Monitor Barman on remote server

In this setup you have Nagios on one server and Barman on the other. Difference is that barman check will be called via nrpe so we should define our command like so (on Nagios server):

define command {
command_name check_barman
command_line /usr/lib/nagios/plugins/check_nrpe -H $HOSTADDRESS$ -c check_barman
}

Service is the same, just change host_name:

define service {
host_name remote_host
service_description Check Barman
check_command check_barman
}

In this case you also need to define command on the client server (with Barman installed). Presumably you already have nrpe installed on Barman server so you can define command by editing /etc/nagios/nrpe.cfg :

command[check_barman]=sudo -u barman /usr/bin/barman check all --nagios

Testing

Check Nagios configuration and reload Nagios for changes to take effect.
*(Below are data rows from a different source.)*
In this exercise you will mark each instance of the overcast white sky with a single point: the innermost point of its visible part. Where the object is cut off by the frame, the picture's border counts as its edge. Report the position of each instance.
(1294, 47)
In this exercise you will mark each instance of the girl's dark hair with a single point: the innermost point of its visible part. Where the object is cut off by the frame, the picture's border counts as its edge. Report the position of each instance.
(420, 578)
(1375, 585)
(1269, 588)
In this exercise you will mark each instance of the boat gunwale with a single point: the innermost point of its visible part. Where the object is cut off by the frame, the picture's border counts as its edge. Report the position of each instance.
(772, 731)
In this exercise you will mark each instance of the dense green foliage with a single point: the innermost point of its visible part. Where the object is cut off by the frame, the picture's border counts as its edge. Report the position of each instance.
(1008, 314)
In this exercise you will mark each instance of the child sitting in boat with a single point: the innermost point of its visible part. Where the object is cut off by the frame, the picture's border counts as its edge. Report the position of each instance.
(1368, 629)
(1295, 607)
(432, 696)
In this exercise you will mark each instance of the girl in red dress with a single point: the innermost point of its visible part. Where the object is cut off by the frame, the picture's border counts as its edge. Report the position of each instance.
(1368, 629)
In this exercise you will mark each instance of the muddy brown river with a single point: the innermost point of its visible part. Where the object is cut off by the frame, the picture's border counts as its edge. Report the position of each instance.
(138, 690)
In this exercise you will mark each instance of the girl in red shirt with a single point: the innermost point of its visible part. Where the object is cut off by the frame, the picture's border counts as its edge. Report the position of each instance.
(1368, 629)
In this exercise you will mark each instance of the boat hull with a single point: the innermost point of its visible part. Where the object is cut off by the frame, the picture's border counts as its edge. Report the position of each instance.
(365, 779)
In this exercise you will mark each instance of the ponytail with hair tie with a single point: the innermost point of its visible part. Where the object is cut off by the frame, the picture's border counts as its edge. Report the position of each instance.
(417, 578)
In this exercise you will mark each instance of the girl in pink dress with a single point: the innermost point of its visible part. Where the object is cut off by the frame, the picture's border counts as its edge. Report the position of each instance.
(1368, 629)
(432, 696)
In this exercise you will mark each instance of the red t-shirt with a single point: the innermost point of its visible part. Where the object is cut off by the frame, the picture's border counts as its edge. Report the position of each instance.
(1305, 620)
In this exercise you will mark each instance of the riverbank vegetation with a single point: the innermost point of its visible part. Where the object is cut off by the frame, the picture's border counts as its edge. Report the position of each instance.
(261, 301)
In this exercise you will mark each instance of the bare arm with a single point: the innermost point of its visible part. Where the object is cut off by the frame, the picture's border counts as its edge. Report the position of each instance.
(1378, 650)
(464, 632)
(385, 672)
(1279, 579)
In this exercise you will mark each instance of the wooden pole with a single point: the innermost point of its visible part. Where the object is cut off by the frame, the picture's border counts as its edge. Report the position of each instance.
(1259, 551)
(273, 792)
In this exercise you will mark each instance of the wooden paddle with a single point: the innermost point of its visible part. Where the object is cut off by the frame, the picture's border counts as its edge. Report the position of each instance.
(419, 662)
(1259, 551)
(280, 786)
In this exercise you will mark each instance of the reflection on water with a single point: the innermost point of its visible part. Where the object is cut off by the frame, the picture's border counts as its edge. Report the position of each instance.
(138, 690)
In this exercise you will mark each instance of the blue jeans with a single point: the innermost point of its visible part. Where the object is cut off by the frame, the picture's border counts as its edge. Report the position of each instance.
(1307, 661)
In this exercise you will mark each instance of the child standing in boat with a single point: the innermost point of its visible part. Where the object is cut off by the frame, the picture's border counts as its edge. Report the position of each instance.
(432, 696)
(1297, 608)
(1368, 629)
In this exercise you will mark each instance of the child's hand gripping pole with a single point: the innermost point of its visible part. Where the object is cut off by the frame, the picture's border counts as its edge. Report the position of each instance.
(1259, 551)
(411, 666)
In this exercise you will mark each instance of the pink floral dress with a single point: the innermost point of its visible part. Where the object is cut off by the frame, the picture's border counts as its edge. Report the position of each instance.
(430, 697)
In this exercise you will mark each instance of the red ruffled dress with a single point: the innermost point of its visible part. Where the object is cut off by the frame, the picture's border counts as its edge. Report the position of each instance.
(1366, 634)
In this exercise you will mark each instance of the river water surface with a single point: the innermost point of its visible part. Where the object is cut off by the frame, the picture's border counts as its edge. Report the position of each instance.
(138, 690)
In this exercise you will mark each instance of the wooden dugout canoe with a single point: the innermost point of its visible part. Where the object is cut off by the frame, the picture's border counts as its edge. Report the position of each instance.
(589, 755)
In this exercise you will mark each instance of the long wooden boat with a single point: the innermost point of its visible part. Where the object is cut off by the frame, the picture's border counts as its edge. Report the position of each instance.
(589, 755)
Navigate to Nagios web UI to check if it’s working:

Here’s an example of error that is reported when PostgreSQL is for example stopped:

$ service postgresql stop
$ barman check all
Server localhost:
PostgreSQL: FAILED
directories: OK
retention policy settings: OK
backup maximum age: OK (no last_backup_maximum_age provided)
compression settings: OK
failed backups: OK (there are 0 failed backups)
minimum redundancy requirements: OK (have 20 backups, expected at least 0)
ssh: OK (PostgreSQL server)
systemid coherence: OK (no system Id available)
pg_receivexlog: OK
pg_receivexlog compatible: FAILED (PostgreSQL version: None, pg_receivexlog version: 12.5)
receive-wal running: FAILED (See the Barman log file for more details)
archiver errors: OK

or in Nagios version:

$ barman check all --nagios
BARMAN CRITICAL - server localhost has issues * localhost FAILED: PostgreSQL, pg_receivexlog compatible, receive-wal running
localhost.PostgreSQL: FAILED
localhost.pg_receivexlog compatible: FAILED (PostgreSQL version: None, pg_receivexlog version: 12.5)
localhost.receive-wal running: FAILED (See the Barman log file for more details)

Only first line (marked in blue) will appear in Nagios, but it kinda sums up other lines so it should be enough to get you started on troubleshooting.

Notes

Tested on Ubuntu 20.04, Nagios Core 4.4.6 and Barman 2.12.